For the biggest retailers, fines could run into the hundreds of millions of pounds as a result.
The GCA will be able to fine a retailer if it breaches the groceries supply code of practice – legislation that outlines what the UK’s 10 biggest retailers are and are not allowed to do when dealing with their direct suppliers.
In recent weeks there had been mounting criticism from dairy farmers and the wider farming industry that the GCA lacked teeth and scope to deal with the powers of the supermarkets and the pressures on indirect suppliers.
The move will be welcomed by incumbent GCA, Christine Tacon, who has been waiting a year for the Department for Business, Innovation and Skills to decide the level of fines she could impose.
She had previously said that while she had been given the power to fine retailers, she had not been given an upper limit and therefore was, in effect, unable to impose fines.
Reacting to the news, Ms Tacon said:
“This is an important part of the armoury available to me in carrying out the remit to ensure compliance with the Code and the maximum fine is large enough to act as a significant deterrent to any retailer who might contemplate breaching the Code.
Supermarkets may now think harder about how they deal with their direct suppliers, but most farmers, as indirect suppliers, will still not be covered by her remit.
NFU food chain adviser Tom Lander said:
“While this is good news for those with a direct relationship with retailers, conversations must now begin on how the grocery code can be extended further up the supply chain.
“We need to ensure more farmers are protected from unfair trading practices, which strip value out of the supply chain, affecting both producers and consumers.”
Recognition of the limited remit of the GCA appeared to be absent from business secretary Vince Cable’s comments today.
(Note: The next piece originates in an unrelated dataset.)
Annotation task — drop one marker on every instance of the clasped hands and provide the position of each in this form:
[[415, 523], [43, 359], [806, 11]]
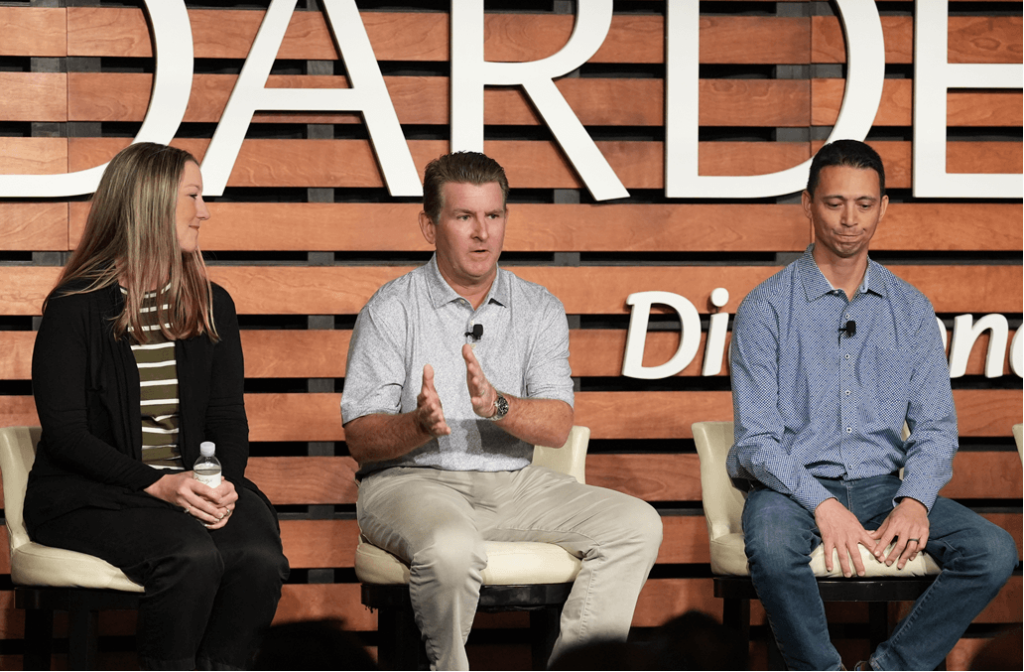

He said: “I created the GCA to ensure a fair deal for those who supply goods to supermarkets such as farmers and small businesses.
“I am pleased today (29 January) to be giving the adjudicator the final element in a set of powers that will give this new body all the tools it needs to succeed in this challenging and important role.”
No investigations have so far been launched by the GCA because Ms Tacon said she has not received enough evidence from suppliers coming forward. She is also legally prevented from actively looking for evidence.